How to format data for plotly sunburst diagram
You are absolutely right, compared to the rest of the intuitiv usage of plotly's R API preparing data for a sunburst (or treemap) chart is rather annoying.
I had the same problem and wrote a function based on library(data.table)
to prepare the data, accepting two different data.frame
input formats.
The format required to generate a sunburst plot using data similarly structured as yours can be seen here under the section Sunburst with Repeated Labels.
For your example it should look like this:
labels values parents ids
1: total 1658 <NA> total
2: private 353 total total - private
3: public 1120 total total - public
4: mixed 185 total total - mixed
5: residential 108 total - private total - private - residential
6: recreation 143 total - private total - private - recreation
7: commercial 102 total - private total - private - commercial
8: residential 300 total - public total - public - residential
9: recreation 320 total - public total - public - recreation
10: commercial 500 total - public total - public - commercial
11: residential 37 total - mixed total - mixed - residential
12: recreation 58 total - mixed total - mixed - recreation
13: commercial 90 total - mixed total - mixed - commercial
Here is the code to get there:
library(data.table)
library(plotly)
DF <- data.table(ownership=c(rep("private", 3), rep("public",3),rep("mixed", 3)),
landuse=c(rep(c("residential", "recreation", "commercial"),3)),
acres=c(108, 143, 102, 300, 320, 500, 37, 58, 90))
as.sunburstDF <- function(DF, value_column = NULL, add_root = FALSE){
require(data.table)
colNamesDF <- names(DF)
if(is.data.table(DF)){
DT <- copy(DF)
} else {
DT <- data.table(DF, stringsAsFactors = FALSE)
}
if(add_root){
DT[, root := "Total"]
}
colNamesDT <- names(DT)
hierarchy_columns <- setdiff(colNamesDT, value_column)
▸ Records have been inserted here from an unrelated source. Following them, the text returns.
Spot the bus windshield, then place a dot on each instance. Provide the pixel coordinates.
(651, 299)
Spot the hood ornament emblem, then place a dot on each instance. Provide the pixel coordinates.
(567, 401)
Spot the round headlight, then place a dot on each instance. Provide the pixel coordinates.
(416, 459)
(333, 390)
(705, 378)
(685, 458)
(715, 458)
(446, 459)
DT[, (hierarchy_columns) := lapply(.SD, as.factor), .SDcols = hierarchy_columns]
if(is.null(value_column) && add_root){
setcolorder(DT, c("root", colNamesDF))
} else if(!is.null(value_column) && !add_root) {
setnames(DT, value_column, "values", skip_absent=TRUE)
setcolorder(DT, c(setdiff(colNamesDF, value_column), "values"))
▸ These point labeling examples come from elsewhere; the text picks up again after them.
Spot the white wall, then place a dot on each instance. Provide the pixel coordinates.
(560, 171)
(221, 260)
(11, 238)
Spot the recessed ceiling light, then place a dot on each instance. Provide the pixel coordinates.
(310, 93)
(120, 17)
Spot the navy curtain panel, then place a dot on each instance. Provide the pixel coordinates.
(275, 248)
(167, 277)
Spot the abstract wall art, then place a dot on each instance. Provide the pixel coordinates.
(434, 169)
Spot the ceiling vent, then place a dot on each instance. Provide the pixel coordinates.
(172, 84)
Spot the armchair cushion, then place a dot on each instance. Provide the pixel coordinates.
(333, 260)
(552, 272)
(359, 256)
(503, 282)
} else if(!is.null(value_column) && add_root) {
setnames(DT, value_column, "values", skip_absent=TRUE)
setcolorder(DT, c("root", setdiff(colNamesDF, value_column), "values"))
}
hierarchyList <- list()
for(i in seq_along(hierarchy_columns)){
current_columns <- colNamesDT[1:i]
if(is.null(value_column)){
currentDT <- unique(DT[, ..current_columns][, values := .N, by = current_columns], by = current_columns)
} else {
currentDT <- DT[, lapply(.SD, sum, na.rm = TRUE), by=current_columns, .SDcols = "values"]
}
setnames(currentDT, length(current_columns), "labels")
hierarchyList[[i]] <- currentDT
}
hierarchyDT <- rbindlist(hierarchyList, use.names = TRUE, fill = TRUE)
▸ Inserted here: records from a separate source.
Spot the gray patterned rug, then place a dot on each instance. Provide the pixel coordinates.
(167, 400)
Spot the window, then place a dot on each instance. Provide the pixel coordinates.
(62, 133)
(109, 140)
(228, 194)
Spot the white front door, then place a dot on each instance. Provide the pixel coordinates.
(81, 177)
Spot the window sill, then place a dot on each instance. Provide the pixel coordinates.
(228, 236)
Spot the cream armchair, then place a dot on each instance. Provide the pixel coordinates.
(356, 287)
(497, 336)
parent_columns <- setdiff(names(hierarchyDT), c("labels", "values", value_column))
hierarchyDT[, parents := apply(.SD, 1, function(x){fifelse(all(is.na(x)), yes = NA_character_, no = paste(x[!is.na(x)], sep = ":", collapse = " - "))}), .SDcols = parent_columns]
hierarchyDT[, ids := apply(.SD, 1, function(x){paste(x[!is.na(x)], collapse = " - ")}), .SDcols = c("parents", "labels")]
hierarchyDT[, c(parent_columns) := NULL]
return(hierarchyDT)
}
sunburstDF <- as.sunburstDF(DF, value_column = "acres", add_root = TRUE)
plot_ly(data = sunburstDF, ids = ~ids, labels= ~labels, parents = ~parents, values= ~values, type='sunburst', branchvalues = 'total')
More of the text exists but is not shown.